By Robert Rutherford, founder and Managing Director of Quostar Solutions

Windows 8 is all new, not so much at the core but, in terms of user experience, it is completely different. There lies the biggest issue. The new Microsoft Metro interface is similar to the iPad.

It is pane-based, yet it still needs to flick back to the old desktop system as most applications aren't designed for it. That's a good thing, but you can expect the old desktop to slowly evaporate in later releases when people get used to it. In general, people don’t like change.

So, what's the case for Windows 8? Well, it's a choice to consider for those businesses that need to move from XP. Windows XP is going end-of-life from a product and support perspective in early 2014, so many businesses are going to have to make a move. In terms of timing, Microsoft has got the product launch down to a T. Windows 8 has landed at a time that creates a dilemma for many, mainly due to the fact that there are still a huge amount of Windows XP estates out there.

The general rule of thumb will be: stick with Windows 7 if you are already there - no matter what size of business. If you are using tablets (or want to use more tablets) then you may want to try Windows 8, but still leave the rest of your PC estate on Windows 7. It's a solid platform and you don’t need to move; I’d still keep buying PC's and laptops with Windows 7 for at least the next 18 months to two years. Don’t forget that new operating systems take time to iron out the bugs, at least until the first service pack is released, and then a good few months after that.

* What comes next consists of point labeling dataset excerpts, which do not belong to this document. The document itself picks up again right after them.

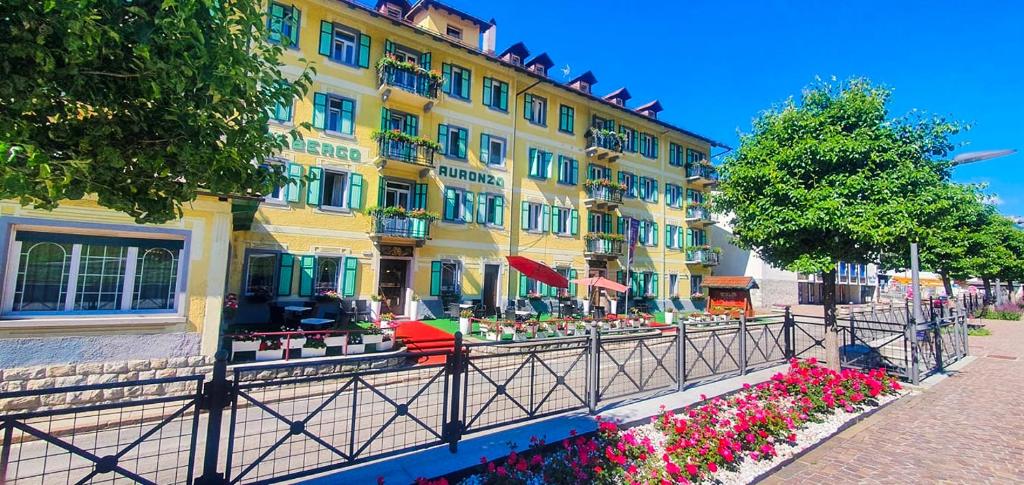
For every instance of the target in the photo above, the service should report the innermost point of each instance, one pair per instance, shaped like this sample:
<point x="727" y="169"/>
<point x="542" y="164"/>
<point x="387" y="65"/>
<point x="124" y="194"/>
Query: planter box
<point x="264" y="355"/>
<point x="309" y="352"/>
<point x="242" y="346"/>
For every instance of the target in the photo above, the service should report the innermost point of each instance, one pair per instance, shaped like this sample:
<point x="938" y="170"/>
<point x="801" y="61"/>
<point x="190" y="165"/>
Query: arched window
<point x="156" y="279"/>
<point x="42" y="276"/>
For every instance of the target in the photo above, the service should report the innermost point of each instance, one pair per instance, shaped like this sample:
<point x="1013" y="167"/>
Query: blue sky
<point x="714" y="64"/>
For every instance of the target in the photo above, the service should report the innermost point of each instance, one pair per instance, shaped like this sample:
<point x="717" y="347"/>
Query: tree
<point x="833" y="178"/>
<point x="142" y="103"/>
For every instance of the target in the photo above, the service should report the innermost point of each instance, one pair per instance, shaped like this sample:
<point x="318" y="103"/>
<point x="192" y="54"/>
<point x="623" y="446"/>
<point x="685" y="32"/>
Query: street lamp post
<point x="963" y="159"/>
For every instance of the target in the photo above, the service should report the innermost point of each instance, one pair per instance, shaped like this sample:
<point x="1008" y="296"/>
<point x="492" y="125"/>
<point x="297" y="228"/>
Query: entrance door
<point x="491" y="288"/>
<point x="392" y="283"/>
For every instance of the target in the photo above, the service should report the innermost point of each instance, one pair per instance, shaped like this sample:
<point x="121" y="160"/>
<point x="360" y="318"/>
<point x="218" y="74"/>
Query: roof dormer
<point x="515" y="54"/>
<point x="619" y="96"/>
<point x="584" y="82"/>
<point x="650" y="109"/>
<point x="540" y="64"/>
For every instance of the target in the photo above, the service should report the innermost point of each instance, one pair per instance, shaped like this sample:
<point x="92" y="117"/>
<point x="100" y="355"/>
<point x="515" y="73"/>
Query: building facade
<point x="412" y="116"/>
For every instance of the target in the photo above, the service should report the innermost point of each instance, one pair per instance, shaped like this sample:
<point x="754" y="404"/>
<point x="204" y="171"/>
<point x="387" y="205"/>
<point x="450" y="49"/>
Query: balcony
<point x="408" y="149"/>
<point x="705" y="257"/>
<point x="602" y="196"/>
<point x="604" y="145"/>
<point x="603" y="249"/>
<point x="399" y="229"/>
<point x="407" y="84"/>
<point x="697" y="216"/>
<point x="701" y="174"/>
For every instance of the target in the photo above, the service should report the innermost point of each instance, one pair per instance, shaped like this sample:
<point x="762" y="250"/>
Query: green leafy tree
<point x="833" y="178"/>
<point x="143" y="104"/>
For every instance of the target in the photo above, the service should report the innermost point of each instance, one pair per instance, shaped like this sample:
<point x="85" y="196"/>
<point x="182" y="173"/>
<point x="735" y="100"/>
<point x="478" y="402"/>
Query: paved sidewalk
<point x="966" y="429"/>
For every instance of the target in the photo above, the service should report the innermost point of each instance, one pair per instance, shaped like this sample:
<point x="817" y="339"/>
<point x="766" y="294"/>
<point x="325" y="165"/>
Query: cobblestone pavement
<point x="966" y="429"/>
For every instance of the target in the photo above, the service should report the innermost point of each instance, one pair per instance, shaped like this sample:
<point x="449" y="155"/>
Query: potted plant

So, what's likely to happen? In short, there's going to be a big uptick in hardware sales within the next two years. That will come from servers, desktops, laptops and tablets. That's generally being driven by the need to move from XP, and actually from Vista too. The move from XP and Vista is also likely to lead to an uptick in software sales in Microsoft, particularly within the Office suite. If you are upgrading from XP then chances are you will also be looking at an update of the Office suite. If you don’t upgrade the desktops, then you are going to have to do it another way, perhaps through cloud. You don’t really have a choice but to move. There is no one else out there that competes with Microsoft.